The death of a Japanese glider pilot at Omarama in 2009 will not be subject to further inquiry, Otago-Southland coroner David Crerar has ruled.
Ichero Murai (53), a Japanese tourist, died on Mount St Cuthbert while gliding on February 27 three years ago.
An investigation carried out by the Civil Aviation Authority (CAA) and a postmortem report by a pathologist satisfied Mr Crerar there was no need for any further inquiry.
He issued formal notification of his decision, stating the causes of death were chest injuries (multiple rib fractures, ruptured aorta, and heart with haemorrhage into chest cavity), as well as head and limb injuries.
Mr Murai was an experienced glider pilot, training for a mountain flying qualification, and was in the front seat of a two-seat glider when as the pilot he failed to gain altitude after being released from a tow plane.

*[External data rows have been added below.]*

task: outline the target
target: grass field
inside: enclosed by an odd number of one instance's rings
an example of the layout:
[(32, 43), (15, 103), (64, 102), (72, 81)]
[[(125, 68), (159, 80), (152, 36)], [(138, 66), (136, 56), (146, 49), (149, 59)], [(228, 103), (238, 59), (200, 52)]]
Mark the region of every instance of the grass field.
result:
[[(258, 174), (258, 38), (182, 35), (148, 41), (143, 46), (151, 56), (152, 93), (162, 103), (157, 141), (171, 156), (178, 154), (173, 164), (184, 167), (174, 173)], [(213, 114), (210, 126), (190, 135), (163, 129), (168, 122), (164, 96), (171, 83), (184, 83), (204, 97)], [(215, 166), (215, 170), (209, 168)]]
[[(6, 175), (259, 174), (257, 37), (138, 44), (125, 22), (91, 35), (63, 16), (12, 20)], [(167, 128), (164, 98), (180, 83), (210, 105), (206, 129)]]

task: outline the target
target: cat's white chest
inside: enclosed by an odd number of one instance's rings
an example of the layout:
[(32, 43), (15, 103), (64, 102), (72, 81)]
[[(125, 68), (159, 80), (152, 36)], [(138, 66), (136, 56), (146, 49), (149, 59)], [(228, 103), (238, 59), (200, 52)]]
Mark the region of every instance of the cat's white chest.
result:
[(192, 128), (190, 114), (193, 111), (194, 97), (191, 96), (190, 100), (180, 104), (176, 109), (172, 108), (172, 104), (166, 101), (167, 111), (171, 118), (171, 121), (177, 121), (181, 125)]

Against the instructor's advice, Mr Murai attempted a turn towards approaching terrain to gain height, Mr Crerar stated.
Examination of the wreckage showed the glider was in a right-banked turn when it struck sloping ground on Mount St Cuthbert.
The glider's nose section took full impact and the cockpit disintegrated.
The CAA's investigation concluded both Mr Murai and the instructor seated behind him were appropriately licensed, experienced and fit to carry out the flight, and the glider was airworthy.